Glastonbury is the very heart of New Age weirdness in England and I saw two practitioners of Wicca striding the streets in black hooded robes. (I must say, black is not a good color for a hot cloudless day, but they DID look impressive.) There were shops selling incense, tarot cards, tattoos, hippie clothing, Wiccan costumes, books on astral projection, Native American beliefs, and Egyptology stuff. The number of groovy individuals walking back and forth was impressive, not to mention the fact that they all seemed very interested in the free exercise of the capitalist system. I bought a lovely little hand-embroidered hippie-chick blouse for £12.50 and went away, quite satisfied, to have a quick look at the ruins of Glastonbury Abbey. There I met my friend from the Tor, and we strolled around the grounds sociably together. He had been there for a while already, and showed me where “Arthur’s tomb” had been, and the cutting of the Holy Thorn (not a cutting any longer, but a tree the size of a crabapple). The ruins were lovely and I was glad I went to see them. Even in a state of ruin, they radiate serenity. I very much enjoyed Glastonbury in contrast to Wells.
On the way back our guide took another road, this one through Cheddar Gorge, and stopped at the side of the road so we could marvel at the formations towering high above us. The limestone cliffs were brownish, not the color of grey Indiana limestone, and the rocks fell apart along ragged cleavage lines instead of separating in neat layers.
The gorge was several hundred feet deep and very steep and winding, and as the bus labored up the long, long road, the cliffs above were visible through the van’s skylight – indeed, they filled the skylight entirely. When we parked and got out and looked upward, the effect was vertiginous. There were wild (or feral) goats making their way along the sloping grassy shelves halfway up the cliffs. The guide said they were an actual rare species, but they were all multicolored (browns with white markings) instead of uniformly drab, which made me privately suspect they were simply feral.
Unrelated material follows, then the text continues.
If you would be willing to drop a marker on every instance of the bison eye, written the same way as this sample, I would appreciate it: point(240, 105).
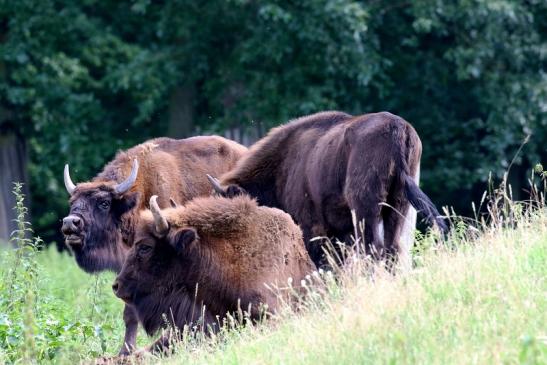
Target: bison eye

My feet are killing me, particularly today. I’m simply grateful they did not act up on the hike last week. I have a seeping large blister on one toe, and both little toes have been driven completely beneath the adjoining toes because the boots turned out to be too narrow at the ends. I shall gladly dispose of them when I get home. When I think of how straight and independent my toes used to be, and then look at them crushed and constricted today, I wonder if I’ve caused lasting damage.